Bon, je l’avoue pour moi l’aventure a commencé bien avant ma lecture du roman ! Alors que l’Editeur annonçait en grande pompe la sortie de la trilogie, j’ai été plus qu’intriguée par la source des romans : une appli – Is It Love, crée par Claire Zamora – dont on écrit l’histoire à chaque étape et dont on est l’héroïne * cris de joie *.  Je ne dirais pas que je suis accro à l’appli, mais cela reste un plaisir latent, auquel on accroche très vite, fan ou pas du design… Oui, le peu d’expression faciale de Gabriel est un peu troublant.

Mais que je revienne au roman.

Lorsque vous êtes foudroyé par la poisse en une matinée cela se résume en 3 étapes : (1) être à court d’essence et se battre avec un malotru qui vous fait une queue de poisson et vous pique votre place, (2) se faire arracher son sac à main et perdre une bonne partie de sa vie administrative (3) arriver en retard à son premier de travail et (4) … Petit bonus, découvrir que le malotru n’est autre que votre futur boss aka Gabriel Simons aka Berlinetta.  Mais contrairement à ce que l’on pourrait croire, ces petits facteurs vont nullement inquiéter la belle Ash et elle va tout mettre en oeuvre  pour prouver qu’elle mérite sa place !

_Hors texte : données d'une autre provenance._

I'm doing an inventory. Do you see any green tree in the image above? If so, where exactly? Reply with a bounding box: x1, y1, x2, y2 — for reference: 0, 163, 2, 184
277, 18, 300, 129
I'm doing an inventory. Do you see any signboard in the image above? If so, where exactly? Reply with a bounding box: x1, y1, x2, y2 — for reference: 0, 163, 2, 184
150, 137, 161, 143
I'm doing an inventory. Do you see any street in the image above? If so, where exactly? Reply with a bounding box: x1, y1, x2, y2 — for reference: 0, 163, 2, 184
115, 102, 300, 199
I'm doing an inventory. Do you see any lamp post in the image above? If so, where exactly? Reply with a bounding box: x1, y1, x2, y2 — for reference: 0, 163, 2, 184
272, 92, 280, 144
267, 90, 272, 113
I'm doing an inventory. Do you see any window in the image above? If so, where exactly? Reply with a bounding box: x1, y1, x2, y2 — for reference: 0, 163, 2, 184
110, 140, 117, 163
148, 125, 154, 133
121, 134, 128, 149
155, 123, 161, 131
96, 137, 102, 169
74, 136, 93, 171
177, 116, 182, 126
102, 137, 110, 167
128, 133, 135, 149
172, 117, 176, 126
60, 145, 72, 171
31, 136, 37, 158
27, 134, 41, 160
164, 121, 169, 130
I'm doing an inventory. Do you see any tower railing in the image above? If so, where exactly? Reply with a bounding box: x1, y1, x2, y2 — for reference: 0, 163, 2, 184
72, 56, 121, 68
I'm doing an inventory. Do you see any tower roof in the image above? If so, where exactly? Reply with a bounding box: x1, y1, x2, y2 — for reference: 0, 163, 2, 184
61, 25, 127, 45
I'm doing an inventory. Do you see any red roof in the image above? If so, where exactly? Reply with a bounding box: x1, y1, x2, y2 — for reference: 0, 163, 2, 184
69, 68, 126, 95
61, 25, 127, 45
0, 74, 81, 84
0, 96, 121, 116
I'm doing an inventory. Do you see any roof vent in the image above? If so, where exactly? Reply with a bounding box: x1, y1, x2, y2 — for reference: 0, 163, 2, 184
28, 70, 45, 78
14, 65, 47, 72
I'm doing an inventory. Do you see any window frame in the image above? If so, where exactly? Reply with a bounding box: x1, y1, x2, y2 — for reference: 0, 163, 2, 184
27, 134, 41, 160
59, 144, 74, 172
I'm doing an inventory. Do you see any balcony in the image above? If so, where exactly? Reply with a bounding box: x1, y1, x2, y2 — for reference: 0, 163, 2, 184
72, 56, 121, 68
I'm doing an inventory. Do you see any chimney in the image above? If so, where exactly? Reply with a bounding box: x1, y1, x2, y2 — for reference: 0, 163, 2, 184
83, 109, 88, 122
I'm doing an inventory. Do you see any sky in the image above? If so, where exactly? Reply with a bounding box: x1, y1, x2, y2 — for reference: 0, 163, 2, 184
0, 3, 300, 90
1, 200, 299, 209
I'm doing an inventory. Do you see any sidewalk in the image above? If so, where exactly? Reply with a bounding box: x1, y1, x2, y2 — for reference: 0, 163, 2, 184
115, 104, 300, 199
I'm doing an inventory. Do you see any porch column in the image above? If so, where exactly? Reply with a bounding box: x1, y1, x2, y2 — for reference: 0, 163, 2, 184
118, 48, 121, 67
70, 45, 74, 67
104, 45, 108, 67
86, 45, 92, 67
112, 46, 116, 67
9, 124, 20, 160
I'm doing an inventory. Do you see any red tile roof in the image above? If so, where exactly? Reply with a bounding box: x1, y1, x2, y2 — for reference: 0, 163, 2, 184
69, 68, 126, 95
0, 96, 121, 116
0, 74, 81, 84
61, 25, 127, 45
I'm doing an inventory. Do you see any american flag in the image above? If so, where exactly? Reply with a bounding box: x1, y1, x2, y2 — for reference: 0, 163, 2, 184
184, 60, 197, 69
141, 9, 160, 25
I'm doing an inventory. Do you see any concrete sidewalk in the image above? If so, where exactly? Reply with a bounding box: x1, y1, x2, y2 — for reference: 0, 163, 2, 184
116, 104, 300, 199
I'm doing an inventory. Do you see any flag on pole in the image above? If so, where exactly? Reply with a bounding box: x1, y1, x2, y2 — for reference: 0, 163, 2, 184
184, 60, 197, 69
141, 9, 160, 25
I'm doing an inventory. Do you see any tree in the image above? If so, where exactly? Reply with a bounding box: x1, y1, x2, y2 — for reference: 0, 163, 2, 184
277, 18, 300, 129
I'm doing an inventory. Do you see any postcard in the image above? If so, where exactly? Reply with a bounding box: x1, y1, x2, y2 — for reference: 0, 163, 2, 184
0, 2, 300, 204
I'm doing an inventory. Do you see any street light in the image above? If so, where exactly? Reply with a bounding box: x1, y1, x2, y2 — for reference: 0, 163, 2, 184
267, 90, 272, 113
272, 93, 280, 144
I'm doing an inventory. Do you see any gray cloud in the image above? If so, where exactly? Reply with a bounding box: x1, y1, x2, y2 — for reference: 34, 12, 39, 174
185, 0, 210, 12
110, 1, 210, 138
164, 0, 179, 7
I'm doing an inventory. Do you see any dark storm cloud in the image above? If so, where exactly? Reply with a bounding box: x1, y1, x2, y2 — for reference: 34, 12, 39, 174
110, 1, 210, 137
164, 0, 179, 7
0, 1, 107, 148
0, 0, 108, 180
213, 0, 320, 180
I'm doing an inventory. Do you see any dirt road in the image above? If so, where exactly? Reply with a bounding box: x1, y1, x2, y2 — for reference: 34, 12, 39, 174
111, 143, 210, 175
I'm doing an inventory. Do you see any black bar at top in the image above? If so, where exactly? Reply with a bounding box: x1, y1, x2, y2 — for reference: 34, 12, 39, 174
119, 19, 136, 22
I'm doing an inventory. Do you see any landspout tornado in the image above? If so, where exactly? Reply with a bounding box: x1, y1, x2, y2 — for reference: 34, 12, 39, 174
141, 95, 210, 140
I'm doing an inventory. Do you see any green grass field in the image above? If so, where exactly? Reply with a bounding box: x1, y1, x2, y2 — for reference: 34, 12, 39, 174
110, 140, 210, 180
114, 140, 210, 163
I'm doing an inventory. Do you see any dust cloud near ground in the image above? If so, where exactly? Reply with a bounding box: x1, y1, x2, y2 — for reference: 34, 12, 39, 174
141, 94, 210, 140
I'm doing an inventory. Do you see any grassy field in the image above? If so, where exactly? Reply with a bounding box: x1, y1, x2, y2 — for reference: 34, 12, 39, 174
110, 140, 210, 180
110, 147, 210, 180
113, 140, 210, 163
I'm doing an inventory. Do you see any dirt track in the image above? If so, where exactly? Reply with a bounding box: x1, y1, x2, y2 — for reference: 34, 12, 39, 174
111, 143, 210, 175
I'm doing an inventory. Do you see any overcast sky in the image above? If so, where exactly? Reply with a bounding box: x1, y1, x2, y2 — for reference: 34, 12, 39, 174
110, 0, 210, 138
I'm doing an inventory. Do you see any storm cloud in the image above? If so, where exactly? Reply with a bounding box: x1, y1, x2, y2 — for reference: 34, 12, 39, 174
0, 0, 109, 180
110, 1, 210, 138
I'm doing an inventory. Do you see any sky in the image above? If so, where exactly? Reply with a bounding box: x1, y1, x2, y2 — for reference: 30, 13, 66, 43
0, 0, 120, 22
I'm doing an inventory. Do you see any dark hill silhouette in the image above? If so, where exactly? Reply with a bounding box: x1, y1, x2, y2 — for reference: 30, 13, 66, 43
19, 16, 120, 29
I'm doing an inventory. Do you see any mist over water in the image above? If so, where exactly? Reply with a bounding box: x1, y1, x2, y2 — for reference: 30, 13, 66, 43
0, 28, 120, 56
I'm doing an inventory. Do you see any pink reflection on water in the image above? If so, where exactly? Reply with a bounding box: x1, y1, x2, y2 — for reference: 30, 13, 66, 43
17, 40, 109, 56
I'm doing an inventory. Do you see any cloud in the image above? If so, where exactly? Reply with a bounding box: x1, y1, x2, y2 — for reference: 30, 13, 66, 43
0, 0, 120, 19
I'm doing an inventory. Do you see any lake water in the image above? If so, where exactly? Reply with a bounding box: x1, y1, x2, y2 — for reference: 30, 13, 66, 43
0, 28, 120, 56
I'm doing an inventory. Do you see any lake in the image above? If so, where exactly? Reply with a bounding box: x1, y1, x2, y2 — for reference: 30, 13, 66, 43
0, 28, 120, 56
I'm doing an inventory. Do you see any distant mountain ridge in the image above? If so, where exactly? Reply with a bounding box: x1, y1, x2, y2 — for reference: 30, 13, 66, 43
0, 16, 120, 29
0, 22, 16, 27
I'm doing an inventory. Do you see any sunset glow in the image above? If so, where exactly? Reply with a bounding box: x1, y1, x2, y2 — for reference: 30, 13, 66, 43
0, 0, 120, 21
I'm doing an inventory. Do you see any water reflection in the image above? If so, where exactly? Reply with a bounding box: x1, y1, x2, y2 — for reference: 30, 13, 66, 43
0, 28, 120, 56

Le roman s’est lu plus vite que je ne l’aurais cru.  On entre directement dans la Carter Corp, on l’on découvre les nouveaux collègues de Ash : le petit marrant, Matt, le taciturne Colin, la secrétaire super sympa, Lisa, le boss Gabriel et un petit aperçu de Mister Carper.

En temps normal, l’adaptation se fait du livre au film, pour ce qui est de cette lecture, le challenge est réussi, car l’auteure est restée fidèle à la trame de base, certes la partie suspense n’est pas assez développée et donne une impression de vide si vous ne connaissez pas l’appli et pour le coup, je remercie Angel d’avoir garder le suspense, peut-être que ce point sera développé dans les prochains tomes mais toujours est-il qu’il est agréable d’avoir gardé cette part de mystère et pousser le lecteur à utiliser l’appli pour connaitre le fin de l’histoire – maybe maybe -.

Au fil des pages, on en apprend un peu plus sur les personnages principaux : passé, présent, futur. Craintes sur la vie et surtout sur l’amour avec un grand A.

La plume d’Angel ne m’est pas du tout inconnu et j’ai pris un plaisir à la retrouver avec cette petite adaptation !

Pour conclure, game ou roman même départ, même envie.  Un bon petit instant break !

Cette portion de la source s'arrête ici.